Going into my third year, I saw a posting on the Careers Online website for a Communications position with BC Children’s Hospital. I didn’t know very much about the field when I started university, but that Worklearn position changed my whole career and academic path. I was able to discover a field that used so many of the same skills as journalism: storytelling, writing, and creativity - where being an English major was an asset rather than a liability! My supervisors had done Masters degrees in Communications, Journalism, Creative Writing and English. I was surrounded by professionals that I could talk to about career paths, academic work, and writing. That position was one of the best things that I did during the course of my degree, and opened up a whole new set of possibilities for me when it came to life after graduation. I stayed there for a year, and was sad to leave when my course schedule made it impossible to work there in fourth year.

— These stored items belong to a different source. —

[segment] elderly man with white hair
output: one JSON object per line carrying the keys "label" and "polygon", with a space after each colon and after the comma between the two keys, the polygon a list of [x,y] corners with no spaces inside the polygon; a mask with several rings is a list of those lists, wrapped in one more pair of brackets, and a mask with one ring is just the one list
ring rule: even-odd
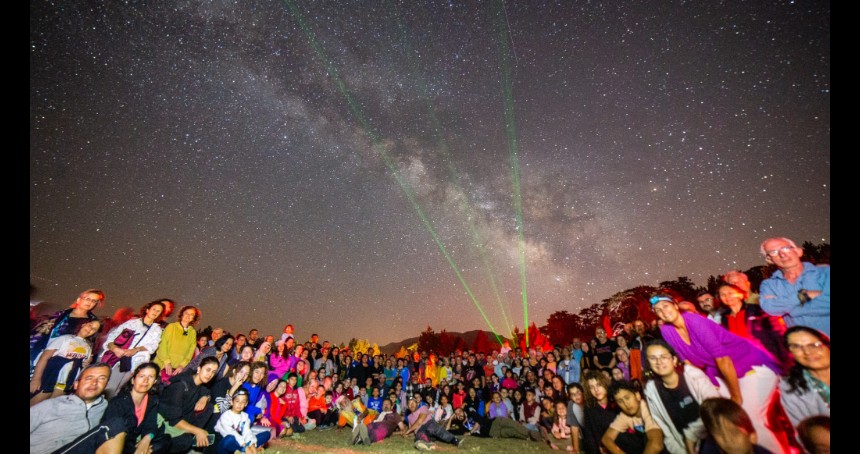
{"label": "elderly man with white hair", "polygon": [[759,248],[779,268],[761,283],[759,301],[788,327],[803,325],[830,336],[830,265],[802,262],[803,249],[788,238],[768,238]]}

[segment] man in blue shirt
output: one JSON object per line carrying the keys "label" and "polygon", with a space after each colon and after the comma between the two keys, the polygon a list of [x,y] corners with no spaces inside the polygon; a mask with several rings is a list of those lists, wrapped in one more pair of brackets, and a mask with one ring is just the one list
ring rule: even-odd
{"label": "man in blue shirt", "polygon": [[788,238],[761,243],[765,261],[779,268],[761,283],[759,301],[788,327],[804,325],[830,336],[830,266],[802,262],[803,249]]}

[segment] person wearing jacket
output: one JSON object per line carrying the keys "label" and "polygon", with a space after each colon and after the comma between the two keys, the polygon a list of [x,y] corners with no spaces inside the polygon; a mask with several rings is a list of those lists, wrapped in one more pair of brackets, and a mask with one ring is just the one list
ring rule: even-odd
{"label": "person wearing jacket", "polygon": [[171,436],[171,452],[185,452],[192,446],[209,446],[209,419],[213,413],[213,402],[209,383],[218,371],[218,359],[204,358],[193,375],[179,374],[164,388],[159,401],[158,413],[166,424],[165,431]]}
{"label": "person wearing jacket", "polygon": [[[108,332],[105,338],[104,353],[113,352],[117,358],[131,356],[131,370],[121,371],[121,363],[117,361],[113,366],[110,374],[110,383],[105,388],[105,394],[108,398],[115,396],[123,385],[128,382],[132,376],[132,371],[144,363],[148,363],[152,354],[158,349],[158,344],[161,343],[161,314],[164,313],[164,303],[162,300],[155,300],[140,308],[140,316],[130,319],[114,327]],[[117,336],[125,329],[134,331],[134,337],[125,347],[118,347],[114,344]],[[161,368],[159,367],[159,370]]]}
{"label": "person wearing jacket", "polygon": [[[164,433],[164,426],[158,425],[158,394],[153,392],[160,373],[161,369],[153,362],[137,366],[123,389],[108,402],[102,420],[114,417],[126,420],[123,454],[170,451],[170,437]],[[139,412],[139,408],[143,411]]]}
{"label": "person wearing jacket", "polygon": [[81,371],[75,393],[30,407],[30,454],[96,452],[100,446],[119,451],[125,443],[125,420],[103,420],[102,396],[110,367],[95,363]]}
{"label": "person wearing jacket", "polygon": [[698,452],[707,435],[699,404],[709,397],[720,397],[719,390],[700,369],[681,363],[675,349],[663,340],[648,344],[645,359],[645,368],[654,378],[645,383],[643,394],[651,416],[663,430],[666,451]]}

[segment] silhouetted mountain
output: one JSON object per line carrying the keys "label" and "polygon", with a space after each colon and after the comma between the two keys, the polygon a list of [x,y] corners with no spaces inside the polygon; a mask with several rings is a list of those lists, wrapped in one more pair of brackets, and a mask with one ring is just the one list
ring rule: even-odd
{"label": "silhouetted mountain", "polygon": [[[481,330],[479,330],[479,329],[472,330],[472,331],[466,331],[465,333],[448,331],[448,334],[450,336],[463,338],[463,342],[465,342],[465,344],[468,346],[468,348],[471,348],[472,344],[475,342],[475,337],[478,336],[478,333],[480,331]],[[487,334],[488,338],[495,339],[495,335],[491,331],[484,331],[484,332]],[[398,351],[400,351],[400,347],[409,347],[410,345],[412,345],[416,342],[418,342],[418,336],[409,337],[409,338],[403,339],[402,341],[399,341],[399,342],[392,342],[390,344],[380,345],[379,350],[382,353],[391,355],[391,354],[394,354],[394,353],[397,353]],[[487,352],[487,353],[490,353],[490,352]]]}

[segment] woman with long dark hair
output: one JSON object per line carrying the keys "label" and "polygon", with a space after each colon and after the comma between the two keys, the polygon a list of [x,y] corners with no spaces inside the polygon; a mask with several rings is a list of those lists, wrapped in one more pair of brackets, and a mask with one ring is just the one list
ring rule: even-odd
{"label": "woman with long dark hair", "polygon": [[137,423],[126,427],[124,454],[159,454],[170,450],[170,437],[164,433],[164,426],[158,425],[159,401],[153,387],[160,372],[158,364],[153,362],[138,365],[119,393],[108,402],[102,421],[122,417]]}
{"label": "woman with long dark hair", "polygon": [[780,380],[780,399],[796,428],[810,416],[830,416],[830,338],[808,326],[792,326],[784,337],[794,366]]}
{"label": "woman with long dark hair", "polygon": [[700,369],[685,365],[662,339],[651,341],[643,352],[649,380],[643,392],[654,421],[663,430],[663,445],[670,454],[698,452],[707,432],[699,417],[699,404],[720,397],[717,387]]}

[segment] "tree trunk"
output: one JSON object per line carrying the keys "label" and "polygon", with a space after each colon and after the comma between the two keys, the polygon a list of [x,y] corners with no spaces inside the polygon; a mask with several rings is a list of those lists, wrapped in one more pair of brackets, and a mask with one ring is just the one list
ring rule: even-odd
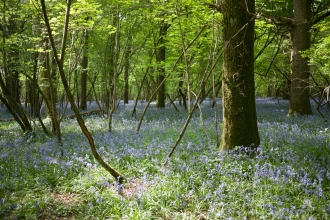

Going into my fifth and final year in the fall, I now work as a Marketing and Program Assistant for the Faculty of Education. While my position at BC Children’s Hospital focused more on internal communications - proofreading the monthly newsletters, creating digital signage that celebrated research accomplishments, and updating the BCCH website - I now get to learn about external marketing projects, event planning, and all the work that goes into course planning. I specifically work with a branch of the Faculty of Education called Professional Development and Community Engagement, which handles summer institutes for teachers, educators, and students. This includes the UBC-Ritsumeikan language exchange program, courses on integrating technology into the classroom, and a French Immersion program in Quebec City. I provide support for the summer institutes, and also get to work to help market the courses and programs that PDCE runs.
One of the things I love about the position is that my supervisors genuinely seem to value and appreciate my input. They encourage me to ask questions, take initiative, and come up with new ideas. Their expertise, knowledge, and professionalism is so inspiring, and there is a real value placed on learning and growing. When I wanted to start interviewing faculty instructors and write features on them to help create marketing content for courses, I was given the support and encouragement to do so. So far, I’ve interviewed five different instructors and gotten to learn so much about their passion for education while translating that into a story - putting the skills I learned working for newspapers to good use.
Having now had two fantastic Worklearn experiences, I can confidently say that the program has been one of the most inspiring and important aspects of my degree. I love being able apply the writing and research skills I’ve developed in the classroom to the workplace, and Worklearn helped me learn about a field - Communications - that I didn’t even know existed when I started at UBC. When I graduate, I hope to pursue a Master's degree in Journalism and Communications and continue to work in this field. This is a place I’m not sure I would be in if I hadn’t gained the experience that I did through Worklearn.